Agreed, it’s also worth mentioning that at the end of every cloud is real physical hardware, and that is decidedly less flexible than cloud, if you locked yourself out of a physical switch or router you have many fewer options.
In risk management cultures where consequences from failures are much, much higher, the saying goes that “failsafe systems fail by failing to be failsafe”. Explicit accounting for scenarios where the failsafe fails is a requirement. Great truths of the 1960s to be relearned, I guess.
My company runs copies of all our internal services in air-gapped data centers for special customers. The operators are just people with security clearance who have some technical skills. They have no special knowledge of our service inner workings. We (the dev team) aren’t allowed to see screenshots or get any data back. So yeah, I have done that sort of troubleshooting many times. It’s very reminiscent of helping your grandma set up her printer over the phone.
For all the hours I spent on the phone spelling grep, ls, cd, pwd, raging that we didn't keep nano instead of fucking vim (and I'm a vim person)... I could have stayed young and been solving real customer problems, not imperium-typing on a fucking keyboard with a 5s delay 'cause colleague is lost in the middle of nowhere and can't remember what file he just deleted and the system doesn't start anymore your software is fragile, just shite.
Yes, and it works if both parties are able to communicate using precise language. The onus is on the remote SME to exactly articulate steps, and on the local hands to exactly follow instructions and pause for clarifications when necessary.
Sometimes the DR plan isn't so much I have to have a working key, I just have to know who gets their first with a working key, and break glass might be literal.
Not OP, but many times. Really makes you think hard about log messages after an upset customer has to read them line by line over the phone.
One was particularly painful, as it was a "funny" log message I had added the code when something went wrong. Lesson learned was to never add funny / stupid / goofy fail messages in the logs.

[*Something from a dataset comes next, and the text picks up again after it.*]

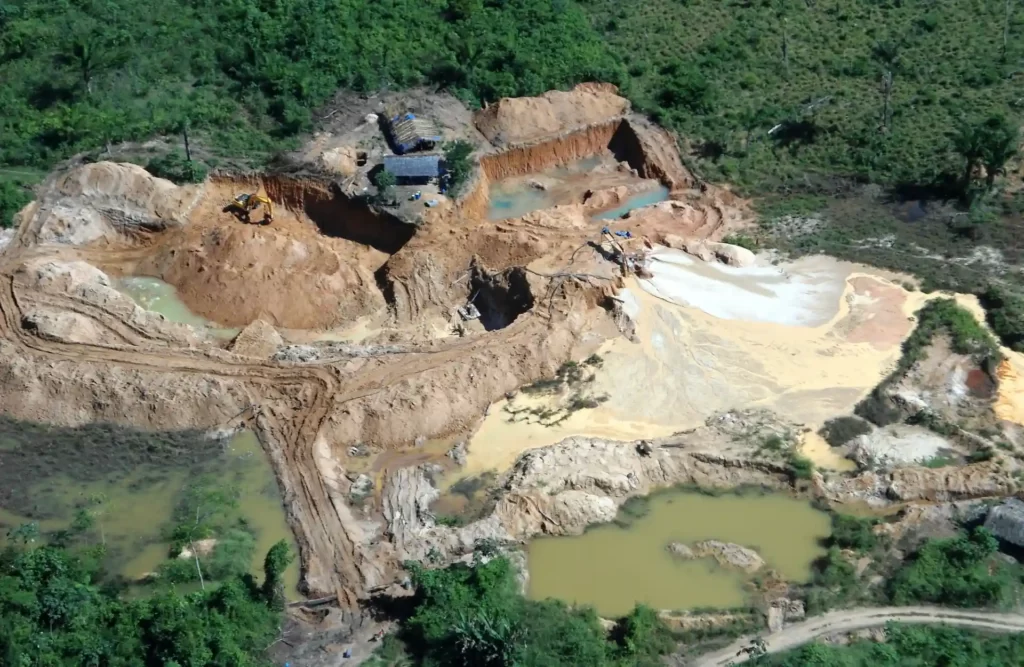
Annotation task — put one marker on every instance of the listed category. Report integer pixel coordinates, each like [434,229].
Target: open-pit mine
[567,333]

You will regret it sooner or later.
this is not new, this is everyday life with helping hands, on duty engineers, l2-l3 levels telling people with physical access which commands to run etc. etc. etc.
The places I've seen this at had specific verification codes for this. One had a simple static code per person that the hands-on guys looked up in a physical binder on their desk. Very disaster proof.
The other ones had a system on the internal network in which they looked you up, called back on your company phone and asked for a passphrase the system showed them. Probably more secure but requires those systems to be working.
This is not a real datacenter case but normal social hacking. On the datacenter side you have many more security checks plus many of the times the helping hands and engineers are part of the same company, using internal communication tools etc. so they are on the same logical footprint anyhow
Welcome to the brave new world of troubleshooting. This will seriously bite us one day.